Он стоял перед круглым окошком, сжимая бесполезную саблю, а туман клубился все сильнее, густел — и вот же соткалась из него фигура высокая, худая, в длинном черном плаще.
«Рабин! — ахнул мысленно Степан, попятившись еще дальше. — Правду сказал Тарас — истинный черт…»
Раввин же, из ледяного тумана родившийся, вдруг сказал негромким и совсем нестрашным голосом: «Меирке, отчего ж ты так испугался?» Губы на его светящемся голубоватым светом лице не двигались, но Степан слышал его голос явственно, словно страшный гость говорил ему на ухо.
— Я… — прошептал Степан. — Как ты меня назвал, рабин?
«Меирке. Это твое имя — Меир, так назвали тебя при рождении. Ты — еврей, казак. Ты рожден евреем, в еврейской семье».
— Врешь! — крикнул Степан и тут же испуганно оглянулся на спящего Тараса.
«Он не проснется. Он будет спать до самого утра и ничего не услышит, не бойся. И я вовсе не вру».
Меж тем туман клубами выползал из-под длинного плаща призрака.
«Хочешь ли ты знать, как это случилось? Я тебе расскажу. Когда-то тут было местечко. Называлось Яворицы. Маленькое, всего-то полтора десятка дворов. И жили в них евреи. Двадцать лет назад сюда пришли казаки сотника Ивана Чорногуза. Вот с тех пор и стоят эти развалины. А ты был совсем крохой, тебя сотник увез в Сечь и окрестил. Потому-то и получил ты прозвище Перехрист. Один ты из всех нас и остался в живых».
Степан почувствовал, что лицо его горит, а руки слабеют. Пальцы разжались, и сабля, которую он сжимал неизвестно зачем, — упала с тихим звоном на пол.
«Сорка-шинкарка, дочь Ошера, — твоя мать. Каждую ночь, все двадцать лет выходила она из могилы и звала тебя. Каждую ночь она ждала, что ты придешь. И вот нынче ночью ты оказался здесь и услыхал ее зов. Потому ты и пришел сюда, к нам».
— Но зачем? — спросил Степан, едва шевеля губами. — Зачем я вам понадобился?
«Затем, что ты — один из нас, мальчик. Негоже тебе оставаться среди наших убийц, даже если они добры к тебе. Отныне ты будешь среди нас. То, что ты был среди них, — это просто ошибка. Но мы ее исправим, мальчик. Не для этого ты был рожден.
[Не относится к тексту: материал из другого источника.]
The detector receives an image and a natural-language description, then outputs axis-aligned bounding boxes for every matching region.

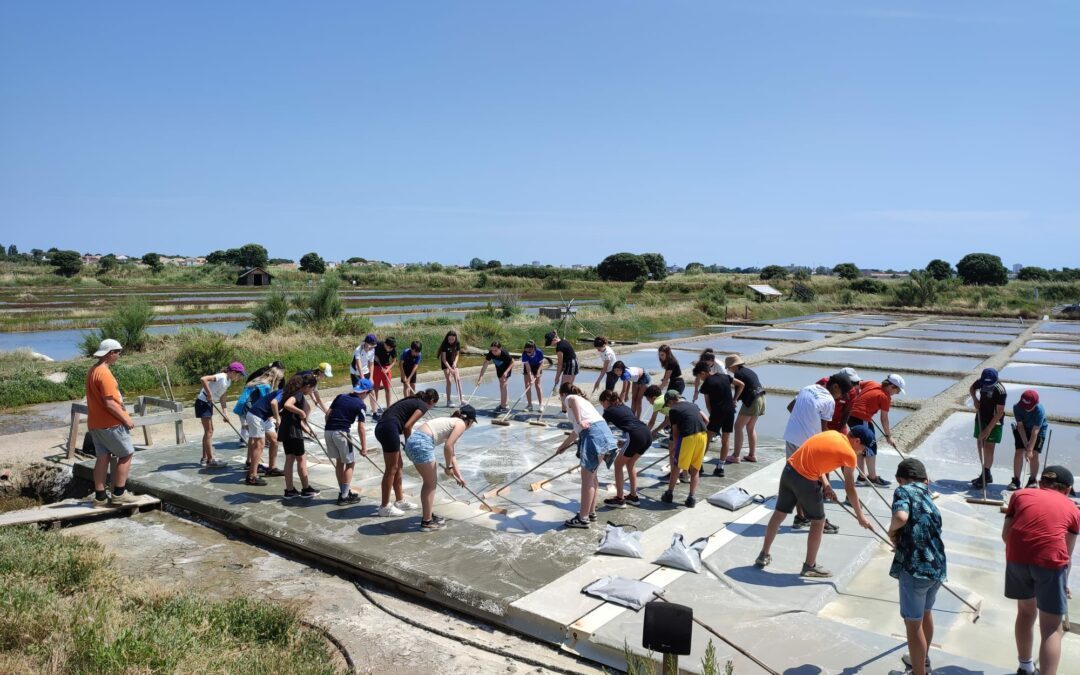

Ты сам видел — мы все пришли за тобой».
Туман, черный туман завихрился вокруг казака. Словно ледяной саван укутал его, стянул накрепко, сковал руки и ноги, лишил возможности двигаться. Свет, слабый свет, исходивший от фигуры мертвого раввина, померк. В тот же самый миг ощутил Степан необыкновенную легкость в теле и покой в душе.
И пришла тьма.
Первое, что увидел Тарас, очнувшись, было серое, хмурое небо. Ничуть не летнее, не августовское, скорее осеннее, каким бывает в октябре. Он услыхал свист ветра и в то же мгновенье ощутил сильный холод. Казак приподнялся на ложе, жесткость которого почему-то совсем не ощутил с вечера.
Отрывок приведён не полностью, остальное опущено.